I also echo other posters who say he only seems bit because yours is so little. When yours is 16 months she will seem tiny still - which they are st that age!

Blackandgreenteas · 07/02/2020 13:52

But I agree the mum was wrong to effectively start the whole thing up again deliberately!

Mittens030869 · 07/02/2020 13:57

I don't think anyone is saying that the OP was unreasonable to intervene, we all agree that the mum's parenting left a lot to be desired. We're saying that she has unrealistic expectations of a 16 month old. She should have just taken the toy from him with the words, 'We don't throw toys.'

This isn't about the 16 month old, it's about his mum's poor parenting.

Naomixx · 14/12/2020 20:21

@Dancingontheedge you sound ridiculous! How can you call a 16 month old a ‘thoughtless arse’ 🤣 and I very much doubt he had a fragile ego he would have even understood what the poster was going on about

Naomixx · 14/12/2020 20:21

Wouldn’t *

OverTheRainbow88 · 14/12/2020 20:33

I get what you mean about boisterous at that age, my youngest has always been pretty boisterous, so much more than the other kids. I would be happy with a stranger telling him not to throw toys at their baby, however, I would be following him around trying to prevent it as I know what he’s like.

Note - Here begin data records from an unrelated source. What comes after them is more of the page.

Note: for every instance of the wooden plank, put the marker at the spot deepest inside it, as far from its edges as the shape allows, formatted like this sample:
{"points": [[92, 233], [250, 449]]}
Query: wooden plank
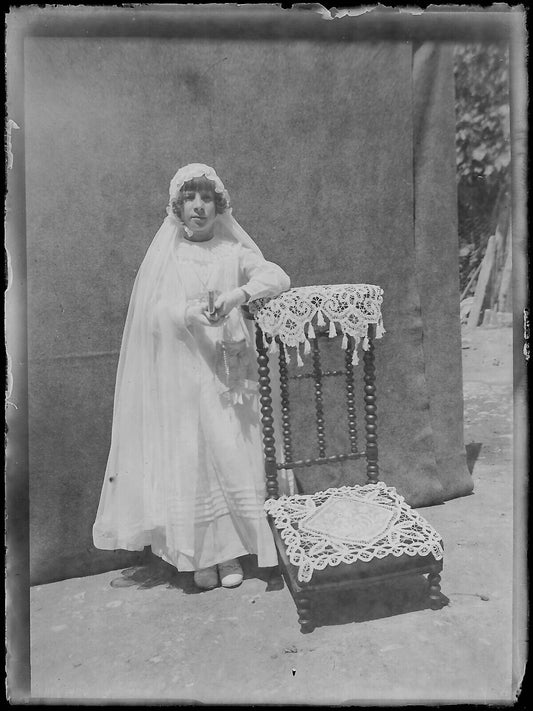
{"points": [[505, 293], [484, 275]]}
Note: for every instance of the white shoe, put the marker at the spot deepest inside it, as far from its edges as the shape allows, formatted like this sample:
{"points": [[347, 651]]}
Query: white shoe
{"points": [[207, 578], [230, 573]]}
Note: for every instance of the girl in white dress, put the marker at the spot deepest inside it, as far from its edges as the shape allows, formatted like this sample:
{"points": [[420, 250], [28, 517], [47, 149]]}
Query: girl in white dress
{"points": [[185, 470]]}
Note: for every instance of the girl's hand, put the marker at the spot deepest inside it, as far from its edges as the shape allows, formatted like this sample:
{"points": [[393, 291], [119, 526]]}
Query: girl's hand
{"points": [[196, 313], [228, 300]]}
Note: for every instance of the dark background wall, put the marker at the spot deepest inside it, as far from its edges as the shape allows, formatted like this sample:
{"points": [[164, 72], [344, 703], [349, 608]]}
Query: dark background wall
{"points": [[316, 142]]}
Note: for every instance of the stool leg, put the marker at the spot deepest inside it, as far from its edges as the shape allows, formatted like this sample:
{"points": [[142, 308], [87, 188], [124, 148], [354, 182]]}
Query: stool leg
{"points": [[305, 612], [435, 597]]}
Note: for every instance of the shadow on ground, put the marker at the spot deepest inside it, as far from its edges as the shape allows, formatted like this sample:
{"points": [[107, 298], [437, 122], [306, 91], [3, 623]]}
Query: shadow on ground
{"points": [[155, 572]]}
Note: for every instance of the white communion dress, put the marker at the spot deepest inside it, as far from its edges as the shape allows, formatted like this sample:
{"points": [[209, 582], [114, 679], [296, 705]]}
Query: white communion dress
{"points": [[185, 473]]}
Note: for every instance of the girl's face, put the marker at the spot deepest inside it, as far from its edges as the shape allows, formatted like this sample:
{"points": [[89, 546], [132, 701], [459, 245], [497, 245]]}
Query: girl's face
{"points": [[199, 211]]}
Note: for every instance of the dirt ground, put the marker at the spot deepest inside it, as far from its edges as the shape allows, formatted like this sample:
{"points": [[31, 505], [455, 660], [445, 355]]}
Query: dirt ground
{"points": [[156, 639]]}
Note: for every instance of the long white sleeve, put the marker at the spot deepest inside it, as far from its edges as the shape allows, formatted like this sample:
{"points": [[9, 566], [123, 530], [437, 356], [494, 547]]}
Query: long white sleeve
{"points": [[259, 277]]}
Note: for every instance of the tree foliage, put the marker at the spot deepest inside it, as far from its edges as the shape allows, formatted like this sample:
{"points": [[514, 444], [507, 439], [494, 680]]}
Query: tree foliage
{"points": [[482, 146]]}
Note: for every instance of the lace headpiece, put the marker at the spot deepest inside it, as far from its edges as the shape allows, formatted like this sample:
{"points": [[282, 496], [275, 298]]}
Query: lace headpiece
{"points": [[196, 170]]}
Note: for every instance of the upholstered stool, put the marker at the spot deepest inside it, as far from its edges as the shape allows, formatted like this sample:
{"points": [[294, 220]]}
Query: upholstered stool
{"points": [[350, 536]]}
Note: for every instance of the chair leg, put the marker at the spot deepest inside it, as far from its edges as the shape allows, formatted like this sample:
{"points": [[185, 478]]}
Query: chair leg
{"points": [[435, 597], [305, 613]]}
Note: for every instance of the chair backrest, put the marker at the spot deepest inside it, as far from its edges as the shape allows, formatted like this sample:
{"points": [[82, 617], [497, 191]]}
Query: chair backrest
{"points": [[318, 374]]}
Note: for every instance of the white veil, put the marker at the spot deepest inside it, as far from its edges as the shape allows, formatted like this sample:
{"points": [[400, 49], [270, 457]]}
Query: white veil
{"points": [[155, 416]]}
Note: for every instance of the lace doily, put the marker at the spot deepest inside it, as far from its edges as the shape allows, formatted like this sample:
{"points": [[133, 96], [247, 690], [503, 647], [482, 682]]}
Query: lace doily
{"points": [[348, 307], [348, 524]]}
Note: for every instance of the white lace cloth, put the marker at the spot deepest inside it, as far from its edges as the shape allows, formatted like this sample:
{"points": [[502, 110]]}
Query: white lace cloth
{"points": [[349, 307], [348, 524]]}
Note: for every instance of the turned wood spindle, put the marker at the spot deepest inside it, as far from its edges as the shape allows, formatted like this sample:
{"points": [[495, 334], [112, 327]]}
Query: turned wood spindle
{"points": [[372, 469], [305, 612], [319, 404], [350, 399], [435, 597], [267, 420], [285, 405]]}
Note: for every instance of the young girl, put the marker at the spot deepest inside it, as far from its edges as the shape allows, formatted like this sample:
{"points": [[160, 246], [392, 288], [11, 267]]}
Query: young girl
{"points": [[185, 470]]}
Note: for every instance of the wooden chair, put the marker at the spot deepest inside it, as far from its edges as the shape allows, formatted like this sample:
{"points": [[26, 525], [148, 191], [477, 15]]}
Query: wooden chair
{"points": [[381, 538]]}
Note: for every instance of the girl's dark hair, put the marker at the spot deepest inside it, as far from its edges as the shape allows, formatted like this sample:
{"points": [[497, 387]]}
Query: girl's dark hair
{"points": [[199, 185]]}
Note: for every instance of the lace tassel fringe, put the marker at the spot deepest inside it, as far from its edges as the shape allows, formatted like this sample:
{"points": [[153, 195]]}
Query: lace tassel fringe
{"points": [[320, 318], [273, 346], [287, 354], [355, 357]]}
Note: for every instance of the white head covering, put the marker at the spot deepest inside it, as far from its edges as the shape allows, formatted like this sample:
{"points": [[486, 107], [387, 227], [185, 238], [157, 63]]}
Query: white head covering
{"points": [[225, 223], [155, 416]]}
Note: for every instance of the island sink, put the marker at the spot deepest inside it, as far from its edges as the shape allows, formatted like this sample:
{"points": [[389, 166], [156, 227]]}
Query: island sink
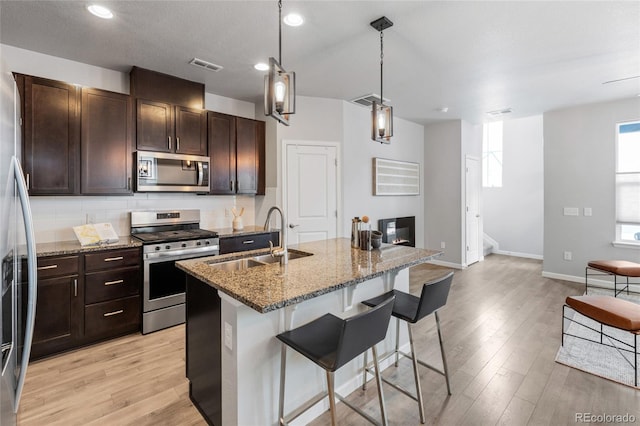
{"points": [[249, 262]]}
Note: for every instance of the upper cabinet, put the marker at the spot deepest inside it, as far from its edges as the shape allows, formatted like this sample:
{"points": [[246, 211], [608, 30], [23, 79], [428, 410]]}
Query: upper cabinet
{"points": [[51, 135], [236, 148], [167, 128], [169, 113], [106, 142]]}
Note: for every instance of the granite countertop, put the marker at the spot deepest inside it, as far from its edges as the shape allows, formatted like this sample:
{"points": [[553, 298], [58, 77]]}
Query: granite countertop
{"points": [[73, 247], [333, 265]]}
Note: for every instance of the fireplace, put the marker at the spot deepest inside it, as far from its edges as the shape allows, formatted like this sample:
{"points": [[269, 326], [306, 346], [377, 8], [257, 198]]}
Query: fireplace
{"points": [[398, 230]]}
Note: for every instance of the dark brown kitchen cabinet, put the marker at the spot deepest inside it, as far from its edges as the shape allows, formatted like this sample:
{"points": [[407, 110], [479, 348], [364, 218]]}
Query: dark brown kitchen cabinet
{"points": [[106, 142], [222, 153], [51, 135], [86, 298], [236, 148], [165, 127], [59, 305]]}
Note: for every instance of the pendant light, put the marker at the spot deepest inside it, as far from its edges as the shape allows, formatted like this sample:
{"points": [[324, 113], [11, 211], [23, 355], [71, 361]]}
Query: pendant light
{"points": [[381, 114], [279, 85]]}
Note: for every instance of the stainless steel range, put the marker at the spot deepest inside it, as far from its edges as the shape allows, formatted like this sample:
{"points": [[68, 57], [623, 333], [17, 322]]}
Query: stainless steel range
{"points": [[168, 236]]}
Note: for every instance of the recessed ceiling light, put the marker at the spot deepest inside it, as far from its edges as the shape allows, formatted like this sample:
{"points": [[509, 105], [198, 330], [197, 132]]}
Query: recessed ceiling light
{"points": [[293, 20], [100, 11]]}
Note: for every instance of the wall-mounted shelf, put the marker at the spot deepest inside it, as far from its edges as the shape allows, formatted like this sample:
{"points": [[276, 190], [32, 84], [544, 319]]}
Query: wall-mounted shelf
{"points": [[391, 177]]}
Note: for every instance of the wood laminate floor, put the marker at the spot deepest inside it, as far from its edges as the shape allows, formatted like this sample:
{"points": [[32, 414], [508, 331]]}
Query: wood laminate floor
{"points": [[501, 327]]}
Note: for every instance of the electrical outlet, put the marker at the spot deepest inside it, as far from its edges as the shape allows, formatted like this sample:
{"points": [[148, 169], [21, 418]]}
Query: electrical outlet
{"points": [[228, 335]]}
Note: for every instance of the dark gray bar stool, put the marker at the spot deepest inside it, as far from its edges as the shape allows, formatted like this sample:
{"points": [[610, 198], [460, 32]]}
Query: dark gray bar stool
{"points": [[331, 342], [412, 309]]}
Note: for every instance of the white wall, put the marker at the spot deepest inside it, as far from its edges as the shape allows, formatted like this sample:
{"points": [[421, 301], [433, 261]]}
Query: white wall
{"points": [[54, 216], [407, 144], [514, 214], [579, 171], [443, 183]]}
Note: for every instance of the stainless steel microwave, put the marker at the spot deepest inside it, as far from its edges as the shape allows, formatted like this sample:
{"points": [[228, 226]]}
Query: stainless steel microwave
{"points": [[163, 172]]}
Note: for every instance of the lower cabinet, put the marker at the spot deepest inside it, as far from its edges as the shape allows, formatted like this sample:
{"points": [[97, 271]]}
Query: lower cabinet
{"points": [[86, 298]]}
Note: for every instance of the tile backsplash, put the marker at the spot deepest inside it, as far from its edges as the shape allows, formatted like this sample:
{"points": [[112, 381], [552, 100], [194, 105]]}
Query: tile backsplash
{"points": [[54, 217]]}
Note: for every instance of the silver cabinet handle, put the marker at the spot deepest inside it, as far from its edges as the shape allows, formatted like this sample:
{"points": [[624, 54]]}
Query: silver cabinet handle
{"points": [[42, 268]]}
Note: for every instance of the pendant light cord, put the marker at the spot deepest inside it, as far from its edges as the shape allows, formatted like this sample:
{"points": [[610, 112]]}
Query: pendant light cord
{"points": [[381, 62], [280, 32]]}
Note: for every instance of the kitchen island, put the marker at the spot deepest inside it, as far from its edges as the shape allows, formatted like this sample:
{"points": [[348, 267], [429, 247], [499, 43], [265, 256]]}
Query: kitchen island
{"points": [[233, 358]]}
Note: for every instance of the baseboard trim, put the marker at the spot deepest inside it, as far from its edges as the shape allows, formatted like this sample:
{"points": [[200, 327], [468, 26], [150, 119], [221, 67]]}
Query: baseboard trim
{"points": [[518, 254], [447, 264]]}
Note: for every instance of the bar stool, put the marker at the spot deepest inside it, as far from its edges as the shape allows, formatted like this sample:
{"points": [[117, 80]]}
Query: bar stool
{"points": [[331, 342], [412, 309]]}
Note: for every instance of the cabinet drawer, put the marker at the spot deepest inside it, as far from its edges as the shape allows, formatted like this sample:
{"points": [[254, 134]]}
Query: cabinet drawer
{"points": [[112, 317], [49, 267], [111, 259], [108, 285], [247, 242]]}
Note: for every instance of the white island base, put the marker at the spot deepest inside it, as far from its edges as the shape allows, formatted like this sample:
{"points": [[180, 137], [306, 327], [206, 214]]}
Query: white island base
{"points": [[251, 353]]}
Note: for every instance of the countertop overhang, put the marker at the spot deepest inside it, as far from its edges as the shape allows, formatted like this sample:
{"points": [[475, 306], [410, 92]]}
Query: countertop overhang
{"points": [[333, 265]]}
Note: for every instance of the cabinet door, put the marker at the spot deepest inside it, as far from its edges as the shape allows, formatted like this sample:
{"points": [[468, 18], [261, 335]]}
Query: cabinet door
{"points": [[154, 126], [51, 136], [222, 152], [191, 131], [247, 156], [106, 142], [59, 312]]}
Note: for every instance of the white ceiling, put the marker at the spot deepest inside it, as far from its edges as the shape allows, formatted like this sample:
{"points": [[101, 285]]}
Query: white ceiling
{"points": [[472, 57]]}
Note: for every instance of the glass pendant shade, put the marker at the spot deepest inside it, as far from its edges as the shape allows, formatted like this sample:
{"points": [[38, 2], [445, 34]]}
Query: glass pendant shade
{"points": [[279, 92], [381, 123]]}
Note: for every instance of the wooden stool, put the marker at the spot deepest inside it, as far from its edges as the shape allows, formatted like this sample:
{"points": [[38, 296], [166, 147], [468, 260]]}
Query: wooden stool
{"points": [[616, 268], [610, 311]]}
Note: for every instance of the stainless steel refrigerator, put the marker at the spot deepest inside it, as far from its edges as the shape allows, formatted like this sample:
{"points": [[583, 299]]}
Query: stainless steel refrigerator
{"points": [[18, 257]]}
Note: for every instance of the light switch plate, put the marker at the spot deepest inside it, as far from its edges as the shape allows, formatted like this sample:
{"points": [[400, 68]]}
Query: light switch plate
{"points": [[228, 335], [571, 211]]}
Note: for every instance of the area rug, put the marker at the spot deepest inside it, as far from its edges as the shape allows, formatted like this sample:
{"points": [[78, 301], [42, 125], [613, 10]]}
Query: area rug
{"points": [[593, 358]]}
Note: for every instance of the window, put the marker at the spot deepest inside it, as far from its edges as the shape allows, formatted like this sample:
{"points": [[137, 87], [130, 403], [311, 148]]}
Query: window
{"points": [[628, 182], [492, 154]]}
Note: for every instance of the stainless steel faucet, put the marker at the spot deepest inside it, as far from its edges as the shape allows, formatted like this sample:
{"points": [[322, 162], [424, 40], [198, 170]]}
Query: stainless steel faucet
{"points": [[281, 251]]}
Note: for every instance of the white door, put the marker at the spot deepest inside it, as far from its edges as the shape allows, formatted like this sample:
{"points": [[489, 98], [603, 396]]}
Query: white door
{"points": [[311, 192], [472, 210]]}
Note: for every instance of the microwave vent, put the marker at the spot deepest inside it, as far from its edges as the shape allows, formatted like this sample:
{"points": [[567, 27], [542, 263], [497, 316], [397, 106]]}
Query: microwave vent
{"points": [[204, 64]]}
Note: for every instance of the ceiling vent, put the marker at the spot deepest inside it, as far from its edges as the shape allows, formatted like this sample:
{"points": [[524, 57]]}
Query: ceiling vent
{"points": [[367, 100], [499, 112], [204, 64]]}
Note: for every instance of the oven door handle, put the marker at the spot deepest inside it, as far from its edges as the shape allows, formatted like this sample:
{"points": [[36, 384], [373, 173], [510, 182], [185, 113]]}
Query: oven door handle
{"points": [[184, 254]]}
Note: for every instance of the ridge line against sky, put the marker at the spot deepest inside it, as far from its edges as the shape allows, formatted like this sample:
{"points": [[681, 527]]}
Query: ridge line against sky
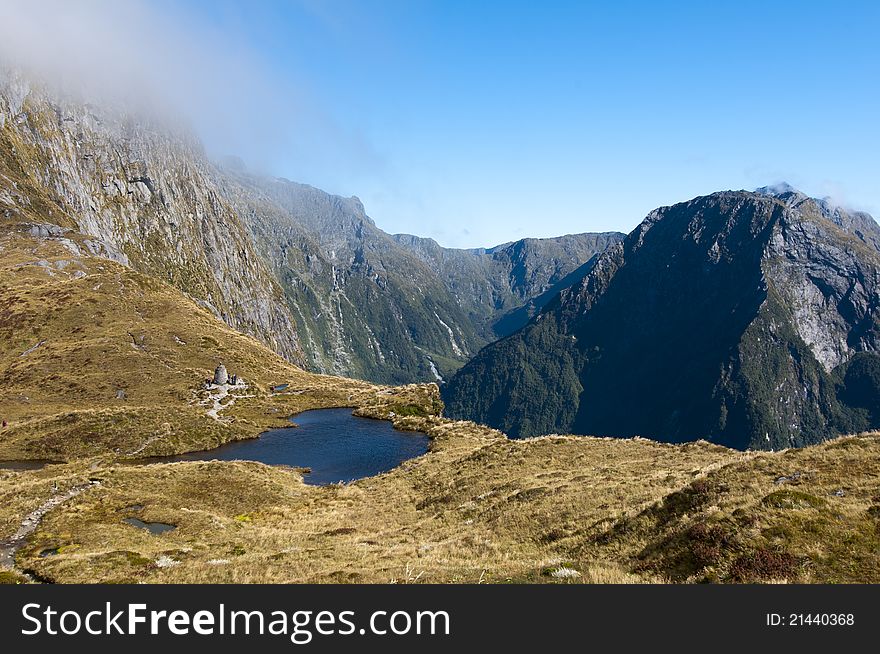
{"points": [[482, 123]]}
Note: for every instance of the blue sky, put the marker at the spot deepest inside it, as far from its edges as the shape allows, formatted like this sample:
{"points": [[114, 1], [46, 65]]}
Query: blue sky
{"points": [[480, 122]]}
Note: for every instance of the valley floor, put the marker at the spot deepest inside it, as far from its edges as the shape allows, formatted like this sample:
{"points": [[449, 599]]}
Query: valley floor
{"points": [[476, 508]]}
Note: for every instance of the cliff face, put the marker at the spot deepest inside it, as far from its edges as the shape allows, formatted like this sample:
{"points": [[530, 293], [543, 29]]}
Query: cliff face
{"points": [[145, 195], [500, 288], [391, 309], [737, 317]]}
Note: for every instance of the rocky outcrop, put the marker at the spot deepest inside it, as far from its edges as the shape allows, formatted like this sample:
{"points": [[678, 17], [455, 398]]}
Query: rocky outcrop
{"points": [[733, 317], [144, 194], [388, 309]]}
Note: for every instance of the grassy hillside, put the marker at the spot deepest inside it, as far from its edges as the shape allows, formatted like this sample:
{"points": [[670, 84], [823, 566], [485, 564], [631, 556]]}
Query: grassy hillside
{"points": [[96, 359]]}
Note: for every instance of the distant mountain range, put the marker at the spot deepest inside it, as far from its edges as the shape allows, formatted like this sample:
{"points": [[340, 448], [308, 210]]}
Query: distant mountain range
{"points": [[748, 319]]}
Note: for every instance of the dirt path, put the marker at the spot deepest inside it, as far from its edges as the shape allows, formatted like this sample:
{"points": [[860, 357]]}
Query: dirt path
{"points": [[32, 520], [220, 393]]}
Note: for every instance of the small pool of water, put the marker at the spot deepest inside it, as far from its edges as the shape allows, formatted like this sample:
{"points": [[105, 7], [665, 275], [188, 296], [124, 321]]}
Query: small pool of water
{"points": [[333, 443], [152, 527], [32, 464]]}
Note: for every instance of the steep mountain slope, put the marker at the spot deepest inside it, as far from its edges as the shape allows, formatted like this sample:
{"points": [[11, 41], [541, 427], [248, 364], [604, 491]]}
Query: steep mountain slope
{"points": [[388, 309], [502, 287], [144, 196], [743, 318], [306, 272], [97, 359]]}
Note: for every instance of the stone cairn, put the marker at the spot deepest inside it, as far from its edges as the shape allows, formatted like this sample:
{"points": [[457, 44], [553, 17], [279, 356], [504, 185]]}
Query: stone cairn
{"points": [[220, 375]]}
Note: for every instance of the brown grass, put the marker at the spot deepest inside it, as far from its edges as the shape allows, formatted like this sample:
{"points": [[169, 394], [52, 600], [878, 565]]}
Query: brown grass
{"points": [[477, 508]]}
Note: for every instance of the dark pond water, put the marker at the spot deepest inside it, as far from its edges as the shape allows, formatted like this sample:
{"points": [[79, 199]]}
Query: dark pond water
{"points": [[152, 527], [333, 443]]}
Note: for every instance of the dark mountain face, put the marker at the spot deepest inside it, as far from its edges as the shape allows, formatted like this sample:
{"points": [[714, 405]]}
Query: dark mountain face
{"points": [[388, 309], [747, 319], [306, 272], [501, 288]]}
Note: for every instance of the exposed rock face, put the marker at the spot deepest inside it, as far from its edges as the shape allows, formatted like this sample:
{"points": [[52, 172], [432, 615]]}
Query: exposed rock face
{"points": [[501, 288], [734, 317], [220, 375], [145, 195]]}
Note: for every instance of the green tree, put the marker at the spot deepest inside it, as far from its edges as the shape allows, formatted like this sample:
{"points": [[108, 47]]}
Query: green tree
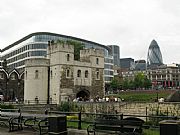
{"points": [[147, 83], [125, 84], [141, 81], [114, 84]]}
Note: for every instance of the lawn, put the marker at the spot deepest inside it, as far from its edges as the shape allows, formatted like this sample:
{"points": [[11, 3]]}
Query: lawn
{"points": [[143, 95]]}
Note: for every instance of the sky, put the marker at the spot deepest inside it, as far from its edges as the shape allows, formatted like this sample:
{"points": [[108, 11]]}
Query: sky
{"points": [[130, 24]]}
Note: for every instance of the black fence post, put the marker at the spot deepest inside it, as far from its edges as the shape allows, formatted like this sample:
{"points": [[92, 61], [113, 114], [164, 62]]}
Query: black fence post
{"points": [[146, 114], [121, 116], [79, 120]]}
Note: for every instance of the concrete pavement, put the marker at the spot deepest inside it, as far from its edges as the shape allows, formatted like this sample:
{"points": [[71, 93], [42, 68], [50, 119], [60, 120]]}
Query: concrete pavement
{"points": [[5, 131]]}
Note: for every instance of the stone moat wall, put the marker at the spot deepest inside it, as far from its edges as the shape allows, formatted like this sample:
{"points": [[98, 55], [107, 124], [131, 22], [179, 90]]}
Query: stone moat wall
{"points": [[135, 108]]}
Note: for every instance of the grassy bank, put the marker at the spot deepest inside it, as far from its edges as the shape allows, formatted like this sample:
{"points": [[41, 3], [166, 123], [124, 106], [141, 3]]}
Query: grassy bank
{"points": [[143, 95]]}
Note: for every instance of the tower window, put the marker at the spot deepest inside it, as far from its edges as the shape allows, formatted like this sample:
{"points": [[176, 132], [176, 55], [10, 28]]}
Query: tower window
{"points": [[68, 57], [97, 74], [86, 74], [67, 73], [13, 77], [79, 73], [97, 61], [36, 74], [1, 76]]}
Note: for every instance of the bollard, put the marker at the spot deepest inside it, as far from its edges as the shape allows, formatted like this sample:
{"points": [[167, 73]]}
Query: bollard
{"points": [[57, 125]]}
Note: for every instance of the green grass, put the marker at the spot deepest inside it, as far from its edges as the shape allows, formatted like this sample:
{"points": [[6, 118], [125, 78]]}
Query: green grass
{"points": [[151, 132], [145, 95]]}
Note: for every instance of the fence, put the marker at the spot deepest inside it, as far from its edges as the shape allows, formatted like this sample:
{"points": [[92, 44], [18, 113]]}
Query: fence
{"points": [[81, 120]]}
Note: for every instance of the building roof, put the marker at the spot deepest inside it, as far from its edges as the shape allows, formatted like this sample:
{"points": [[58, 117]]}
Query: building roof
{"points": [[153, 44], [52, 34]]}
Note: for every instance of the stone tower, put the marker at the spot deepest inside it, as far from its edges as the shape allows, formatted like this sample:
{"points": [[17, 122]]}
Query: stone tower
{"points": [[36, 80]]}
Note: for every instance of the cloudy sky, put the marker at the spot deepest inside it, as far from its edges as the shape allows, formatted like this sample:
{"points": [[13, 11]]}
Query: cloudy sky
{"points": [[131, 24]]}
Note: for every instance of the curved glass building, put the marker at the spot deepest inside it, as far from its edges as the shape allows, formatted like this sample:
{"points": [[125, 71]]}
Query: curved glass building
{"points": [[154, 57], [35, 45], [116, 54]]}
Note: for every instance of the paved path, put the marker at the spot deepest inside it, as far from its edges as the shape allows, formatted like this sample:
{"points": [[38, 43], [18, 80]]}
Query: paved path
{"points": [[5, 131]]}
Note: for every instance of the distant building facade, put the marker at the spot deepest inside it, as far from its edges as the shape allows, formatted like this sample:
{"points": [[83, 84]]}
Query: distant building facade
{"points": [[165, 76], [154, 57], [35, 46], [65, 78], [116, 54], [127, 63]]}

Holly60 · 14/12/2020 21:29

Hello love. We’ve all reacted strongly to protect our child and afterwards thought perhaps we were a little too firm. I think you might be feeling a bit bad and looking for reassurance so will say again - we’ve all done it so don’t feel bad.

However I would echo what others have said - he’s just a little baby too and you will see the same behaviour in your own DC in the not too distant future. By all means protect your own baby but remember he is his mummy’s baby too- she feels about him the same way you feel about yours.